Definition
The arrangement of communication and navigation radios mounted in the aircraft instrument panel, typically including transceivers for voice communication, navigation receivers (such as VOR or GPS units), and audio control panels that manage which radios the pilot hears and transmits on.
Plain English
The set of radios fitted into the cockpit panel that the pilot uses to talk to controllers and to navigate.
Context Anchor
Seen when discussing the navigation and communication equipment installed in an aircraft cockpit.
Derivation
Radio comes from an older word meaning “ray” or “radiation,” because early radio signals were understood as energy sent outward. Panel means a flat board or surface. Installation means something placed and fitted for use. Together, the phrase points to radio equipment fitted into the aircraft’s cockpit panel.
Why Pilots Care
The radio panel is how the pilot communicates with air traffic control and tunes navigation aids.

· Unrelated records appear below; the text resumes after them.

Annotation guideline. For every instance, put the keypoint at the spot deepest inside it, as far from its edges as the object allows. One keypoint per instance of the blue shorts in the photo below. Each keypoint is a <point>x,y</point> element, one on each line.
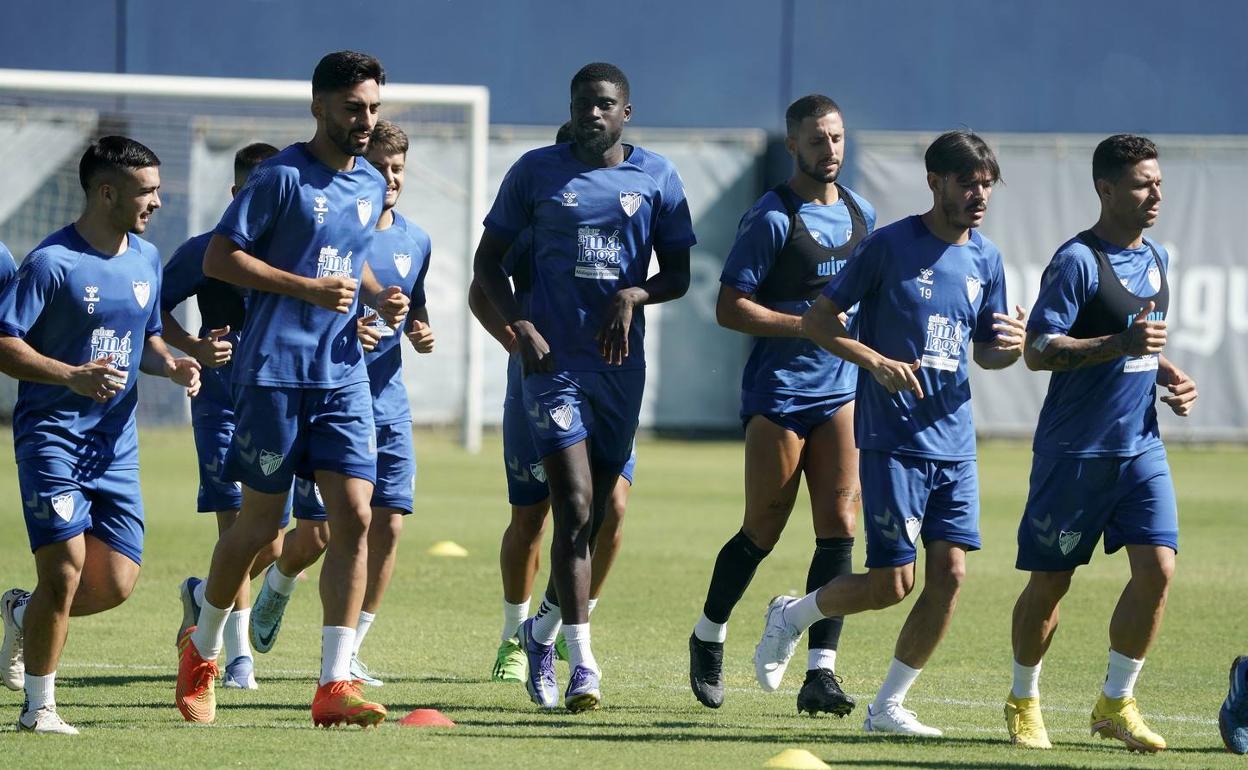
<point>798,413</point>
<point>526,476</point>
<point>565,408</point>
<point>1073,501</point>
<point>288,432</point>
<point>906,497</point>
<point>396,477</point>
<point>61,502</point>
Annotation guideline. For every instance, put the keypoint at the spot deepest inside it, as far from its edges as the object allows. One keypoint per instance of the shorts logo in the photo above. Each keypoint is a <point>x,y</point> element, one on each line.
<point>972,287</point>
<point>402,263</point>
<point>270,461</point>
<point>64,506</point>
<point>562,416</point>
<point>630,202</point>
<point>142,291</point>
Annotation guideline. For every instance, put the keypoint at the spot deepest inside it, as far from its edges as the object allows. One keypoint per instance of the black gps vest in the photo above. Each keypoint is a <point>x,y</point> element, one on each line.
<point>1112,307</point>
<point>804,265</point>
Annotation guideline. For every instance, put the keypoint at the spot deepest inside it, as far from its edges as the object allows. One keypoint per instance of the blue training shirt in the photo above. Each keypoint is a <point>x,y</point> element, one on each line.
<point>1107,409</point>
<point>220,305</point>
<point>298,215</point>
<point>790,366</point>
<point>75,305</point>
<point>593,233</point>
<point>399,256</point>
<point>920,298</point>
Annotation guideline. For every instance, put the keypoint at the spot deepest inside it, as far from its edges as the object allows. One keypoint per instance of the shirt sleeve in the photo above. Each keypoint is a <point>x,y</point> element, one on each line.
<point>513,206</point>
<point>24,300</point>
<point>759,238</point>
<point>860,275</point>
<point>1065,288</point>
<point>255,209</point>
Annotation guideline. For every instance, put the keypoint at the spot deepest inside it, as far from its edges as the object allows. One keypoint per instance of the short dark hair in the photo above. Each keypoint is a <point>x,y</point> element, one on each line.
<point>600,71</point>
<point>1118,152</point>
<point>390,139</point>
<point>813,105</point>
<point>251,156</point>
<point>345,69</point>
<point>110,154</point>
<point>962,154</point>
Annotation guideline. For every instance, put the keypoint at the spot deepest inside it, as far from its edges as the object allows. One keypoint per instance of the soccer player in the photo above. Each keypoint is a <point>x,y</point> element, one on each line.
<point>926,287</point>
<point>296,235</point>
<point>796,398</point>
<point>76,327</point>
<point>527,489</point>
<point>597,207</point>
<point>399,256</point>
<point>1098,464</point>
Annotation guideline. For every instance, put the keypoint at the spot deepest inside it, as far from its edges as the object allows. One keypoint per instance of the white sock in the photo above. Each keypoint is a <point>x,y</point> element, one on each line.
<point>821,659</point>
<point>804,613</point>
<point>209,634</point>
<point>1026,680</point>
<point>40,692</point>
<point>547,623</point>
<point>513,615</point>
<point>236,634</point>
<point>336,644</point>
<point>1120,682</point>
<point>709,630</point>
<point>895,685</point>
<point>280,582</point>
<point>362,625</point>
<point>577,637</point>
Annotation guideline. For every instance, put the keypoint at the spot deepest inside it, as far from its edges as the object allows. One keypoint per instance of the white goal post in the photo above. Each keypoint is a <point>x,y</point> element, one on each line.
<point>209,104</point>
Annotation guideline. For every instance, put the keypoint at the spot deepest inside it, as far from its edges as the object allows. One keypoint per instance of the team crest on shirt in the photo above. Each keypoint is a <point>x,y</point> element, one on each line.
<point>64,506</point>
<point>142,291</point>
<point>562,416</point>
<point>630,202</point>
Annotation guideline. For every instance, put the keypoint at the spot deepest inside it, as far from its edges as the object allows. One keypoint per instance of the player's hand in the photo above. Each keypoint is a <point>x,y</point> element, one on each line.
<point>897,376</point>
<point>97,380</point>
<point>613,336</point>
<point>185,371</point>
<point>367,332</point>
<point>421,336</point>
<point>392,305</point>
<point>1182,389</point>
<point>214,351</point>
<point>534,351</point>
<point>1011,331</point>
<point>335,293</point>
<point>1143,336</point>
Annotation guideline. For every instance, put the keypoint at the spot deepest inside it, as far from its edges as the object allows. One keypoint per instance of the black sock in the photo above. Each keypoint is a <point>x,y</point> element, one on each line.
<point>833,557</point>
<point>734,569</point>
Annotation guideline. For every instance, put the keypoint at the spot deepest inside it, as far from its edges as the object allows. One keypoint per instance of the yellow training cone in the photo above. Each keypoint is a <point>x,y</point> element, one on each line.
<point>796,759</point>
<point>446,548</point>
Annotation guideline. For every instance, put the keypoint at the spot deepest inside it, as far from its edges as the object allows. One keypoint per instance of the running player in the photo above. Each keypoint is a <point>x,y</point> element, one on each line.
<point>796,398</point>
<point>76,327</point>
<point>926,287</point>
<point>1100,467</point>
<point>527,489</point>
<point>295,236</point>
<point>597,207</point>
<point>399,256</point>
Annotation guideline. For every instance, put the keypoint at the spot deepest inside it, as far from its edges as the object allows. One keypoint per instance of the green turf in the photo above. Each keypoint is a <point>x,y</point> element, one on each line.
<point>434,639</point>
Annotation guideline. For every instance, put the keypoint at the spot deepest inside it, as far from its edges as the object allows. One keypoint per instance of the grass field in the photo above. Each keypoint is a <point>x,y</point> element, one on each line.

Knowing where each radio sits, how to select frequencies, and how to route audio is essential for instrument flying, where verbal clearances and navigation signals are constant.
Intuition Check
Do not read “installation” here as the act of a mechanic installing a radio right now. In this context, it means the radio equipment already fitted in the aircraft and arranged for pilot use.
Example Sentence 1
During preflight, the pilot checked the radio panel installation to confirm the comm and nav radios were powered up and set to the correct frequencies.
Example Sentence 2
A clean radio panel installation keeps the comm radios working without static.